O segundo lugar foi para “Queijo Bicas da Serra” do produtor José Orlando Ferreira o Moço. O queijo é produzido no município de Carrancas, na região sul de Minas Gerais. A cidade é um dos destinos de ecoturismo mais procurados do estado devido às inúmeras cachoeiras, montanhas verdes, poços e cavernas. Em terceiro lugar ficou o “Queijo Tropeiro”, produzido por João José de Melo na Fazenda Pavo, município de Serra do Salitre. O município está localizado na mesorregião Tringo Mineiro e Alto Paranaba. Além de queijos premiados, o município também possui uma grande produção de café, a combinação perfeita para o nosso café da tarde. As trilhas e a cachoeira do Peta completam o passeio.

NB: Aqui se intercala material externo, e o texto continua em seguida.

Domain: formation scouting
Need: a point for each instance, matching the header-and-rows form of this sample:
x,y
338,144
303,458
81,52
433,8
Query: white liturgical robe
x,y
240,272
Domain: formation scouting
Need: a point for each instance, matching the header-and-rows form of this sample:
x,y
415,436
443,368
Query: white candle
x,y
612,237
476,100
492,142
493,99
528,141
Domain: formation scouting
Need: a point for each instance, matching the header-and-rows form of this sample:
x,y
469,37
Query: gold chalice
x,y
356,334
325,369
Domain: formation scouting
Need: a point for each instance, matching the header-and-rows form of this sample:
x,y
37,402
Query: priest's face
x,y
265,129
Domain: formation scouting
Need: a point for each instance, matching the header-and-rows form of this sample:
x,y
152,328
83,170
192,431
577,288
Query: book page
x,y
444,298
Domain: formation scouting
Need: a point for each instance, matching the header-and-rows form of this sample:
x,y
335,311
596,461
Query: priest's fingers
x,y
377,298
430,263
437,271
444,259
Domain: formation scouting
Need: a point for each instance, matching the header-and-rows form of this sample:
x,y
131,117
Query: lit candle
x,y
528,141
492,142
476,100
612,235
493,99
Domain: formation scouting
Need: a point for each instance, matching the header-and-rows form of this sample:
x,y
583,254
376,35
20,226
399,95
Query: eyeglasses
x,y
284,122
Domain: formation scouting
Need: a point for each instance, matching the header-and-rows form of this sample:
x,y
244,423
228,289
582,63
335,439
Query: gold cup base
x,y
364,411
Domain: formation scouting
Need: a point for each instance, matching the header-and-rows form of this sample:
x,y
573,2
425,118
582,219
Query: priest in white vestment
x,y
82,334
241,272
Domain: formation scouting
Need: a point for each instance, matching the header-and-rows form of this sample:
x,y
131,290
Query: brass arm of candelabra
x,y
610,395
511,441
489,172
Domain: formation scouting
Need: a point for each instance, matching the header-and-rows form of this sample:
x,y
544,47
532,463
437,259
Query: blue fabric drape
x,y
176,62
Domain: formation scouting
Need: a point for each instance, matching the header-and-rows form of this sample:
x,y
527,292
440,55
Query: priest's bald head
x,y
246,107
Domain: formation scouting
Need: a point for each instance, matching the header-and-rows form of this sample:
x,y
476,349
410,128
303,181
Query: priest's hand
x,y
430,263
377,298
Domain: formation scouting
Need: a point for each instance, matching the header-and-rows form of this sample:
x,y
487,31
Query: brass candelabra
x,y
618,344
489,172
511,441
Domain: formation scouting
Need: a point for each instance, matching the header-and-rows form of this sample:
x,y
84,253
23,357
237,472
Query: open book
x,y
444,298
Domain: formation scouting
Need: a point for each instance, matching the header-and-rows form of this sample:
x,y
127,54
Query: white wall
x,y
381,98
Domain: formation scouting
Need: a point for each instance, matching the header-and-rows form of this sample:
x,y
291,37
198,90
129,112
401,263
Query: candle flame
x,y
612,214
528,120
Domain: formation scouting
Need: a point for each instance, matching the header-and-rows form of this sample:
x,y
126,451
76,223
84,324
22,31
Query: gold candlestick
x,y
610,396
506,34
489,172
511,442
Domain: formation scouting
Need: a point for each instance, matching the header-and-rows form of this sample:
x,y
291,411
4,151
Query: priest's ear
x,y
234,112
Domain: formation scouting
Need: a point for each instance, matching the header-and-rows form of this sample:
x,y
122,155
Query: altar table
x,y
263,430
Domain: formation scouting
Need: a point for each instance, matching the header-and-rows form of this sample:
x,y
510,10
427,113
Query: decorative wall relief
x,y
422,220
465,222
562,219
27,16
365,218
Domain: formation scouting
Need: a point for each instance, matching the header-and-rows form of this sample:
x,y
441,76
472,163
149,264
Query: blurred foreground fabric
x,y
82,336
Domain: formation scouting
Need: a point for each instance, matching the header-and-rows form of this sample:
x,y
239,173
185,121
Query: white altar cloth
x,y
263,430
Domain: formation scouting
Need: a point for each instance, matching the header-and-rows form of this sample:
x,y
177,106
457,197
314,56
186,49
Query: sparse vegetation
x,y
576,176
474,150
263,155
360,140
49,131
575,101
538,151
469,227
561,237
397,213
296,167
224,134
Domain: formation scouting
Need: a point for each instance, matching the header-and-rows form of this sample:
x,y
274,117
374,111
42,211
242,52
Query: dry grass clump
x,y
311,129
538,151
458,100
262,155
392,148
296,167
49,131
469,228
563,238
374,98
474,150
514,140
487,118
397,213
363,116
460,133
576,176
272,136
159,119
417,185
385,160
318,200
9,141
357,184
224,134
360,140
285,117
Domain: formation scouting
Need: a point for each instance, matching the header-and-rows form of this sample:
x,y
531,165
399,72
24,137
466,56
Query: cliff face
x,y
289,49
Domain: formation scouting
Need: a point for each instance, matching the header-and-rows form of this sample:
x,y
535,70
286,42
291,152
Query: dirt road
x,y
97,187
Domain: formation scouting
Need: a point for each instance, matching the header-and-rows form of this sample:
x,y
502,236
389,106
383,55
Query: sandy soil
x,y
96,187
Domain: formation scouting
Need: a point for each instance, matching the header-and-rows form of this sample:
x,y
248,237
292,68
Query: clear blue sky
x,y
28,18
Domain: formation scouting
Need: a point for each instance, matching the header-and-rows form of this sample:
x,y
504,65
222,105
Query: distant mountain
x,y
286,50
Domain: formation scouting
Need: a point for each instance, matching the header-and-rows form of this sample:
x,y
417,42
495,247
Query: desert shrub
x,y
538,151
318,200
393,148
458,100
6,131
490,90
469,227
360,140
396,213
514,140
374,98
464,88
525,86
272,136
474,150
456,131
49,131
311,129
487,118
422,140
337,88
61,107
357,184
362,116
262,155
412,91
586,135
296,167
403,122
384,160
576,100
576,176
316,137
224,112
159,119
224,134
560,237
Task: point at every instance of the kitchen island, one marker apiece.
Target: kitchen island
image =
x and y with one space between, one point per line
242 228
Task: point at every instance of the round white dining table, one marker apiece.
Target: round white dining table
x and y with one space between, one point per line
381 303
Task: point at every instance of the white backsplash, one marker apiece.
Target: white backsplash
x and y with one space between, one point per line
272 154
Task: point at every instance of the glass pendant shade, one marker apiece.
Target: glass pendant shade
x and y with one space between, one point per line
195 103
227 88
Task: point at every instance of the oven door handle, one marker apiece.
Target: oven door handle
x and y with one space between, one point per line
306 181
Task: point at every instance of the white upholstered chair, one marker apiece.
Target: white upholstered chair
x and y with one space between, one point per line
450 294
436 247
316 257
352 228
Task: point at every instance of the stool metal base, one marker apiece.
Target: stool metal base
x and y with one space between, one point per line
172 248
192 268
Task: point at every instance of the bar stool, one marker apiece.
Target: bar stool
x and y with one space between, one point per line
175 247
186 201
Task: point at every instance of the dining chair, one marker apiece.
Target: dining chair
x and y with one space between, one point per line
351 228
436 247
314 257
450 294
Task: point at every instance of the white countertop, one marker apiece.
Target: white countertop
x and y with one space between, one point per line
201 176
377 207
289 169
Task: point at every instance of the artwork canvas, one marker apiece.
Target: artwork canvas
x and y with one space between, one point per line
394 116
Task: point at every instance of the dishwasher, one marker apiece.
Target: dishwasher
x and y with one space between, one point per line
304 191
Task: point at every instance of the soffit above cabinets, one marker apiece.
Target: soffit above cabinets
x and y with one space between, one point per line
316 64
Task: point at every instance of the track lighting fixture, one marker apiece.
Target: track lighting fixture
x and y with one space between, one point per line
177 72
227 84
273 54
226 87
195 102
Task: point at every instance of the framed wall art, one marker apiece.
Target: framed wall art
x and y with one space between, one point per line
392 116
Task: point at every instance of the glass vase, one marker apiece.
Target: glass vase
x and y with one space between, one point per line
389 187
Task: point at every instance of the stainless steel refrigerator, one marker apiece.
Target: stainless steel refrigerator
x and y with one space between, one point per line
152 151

Agora vamos conhecer mais de perto os queijos artesanais Alagoa e Mantiqueira de Minas, cujas amostras tive o prazer de provar de 18 produtores. Também em altíssimo nível, apesar de a competição ser disputada pela primeira vez. Espera-se que esse queijo seja semelhante ao queijo parmesão, de cor uniforme do branco ao amarelado, formato cilíndrico, casca fina e sem rachaduras. A consistência deve ser semi-sólida, quase firme, o que obviamente varia com o tempo de maturação. Esta estrutura irá agradá-lo com um sabor azedo-láctico, ligeiramente azedo, moderadamente salgado, talvez um pouco picante. E o grande vencedor dessa categoria é o Queijo Fazenda Entre Morros, do produtor Marcelo Fonseca de Andrade. O segundo lugar ficou com Queijo Sabor de Alagoa do produtor Antnio de Barros Jr. Ambos são do município de Alagoa, que fica entre a Serra da Mantiqueira, no sul de Minas Gerais, entre os municípios de Airuoca e Itamonte. Uma pequena e pacata cidade preserva em seus costumes, gastronomia, tradições, festividades, arquitetura colonial e cultura do aldeão do sul de Minas Gerais.
O terceiro lugar ficou com o Queijo Almeida Guimares, que fica no município de Itanhando, região da Mantiqueira de Minas. São vários os charmosos municípios da região que produzem o típico queijo: Airuoca, Baependi, Bocaina de Minas, Carvalhos, Itamonte, Liberdade, Passa Quattro e Pouso Alto. A região de inverno rigoroso atrai casais e viajantes aventureiros. Afinal, são várias cachoeiras, picos e tipos de vegetação. Não existe combinação melhor que natureza, frio e queijo!

A riqueza de Minas Gerais fica evidente no dia a dia. No que você come, bebe e nas pessoas à mesa. Em caminhadas pelos diversos tipos de vegetação que o estado possui. Para que nosso novo ouro prospere, ele deve ser reconhecido não apenas como alimento, mas como reflexo de nossos costumes. Os queijeiros avançavam a cada produção. E depende do destino se os queijos mineiros farão parte da cultura native. Afinal, é isso que os turistas buscam, muito mais do que cidades e gastronomia, buscam experiências!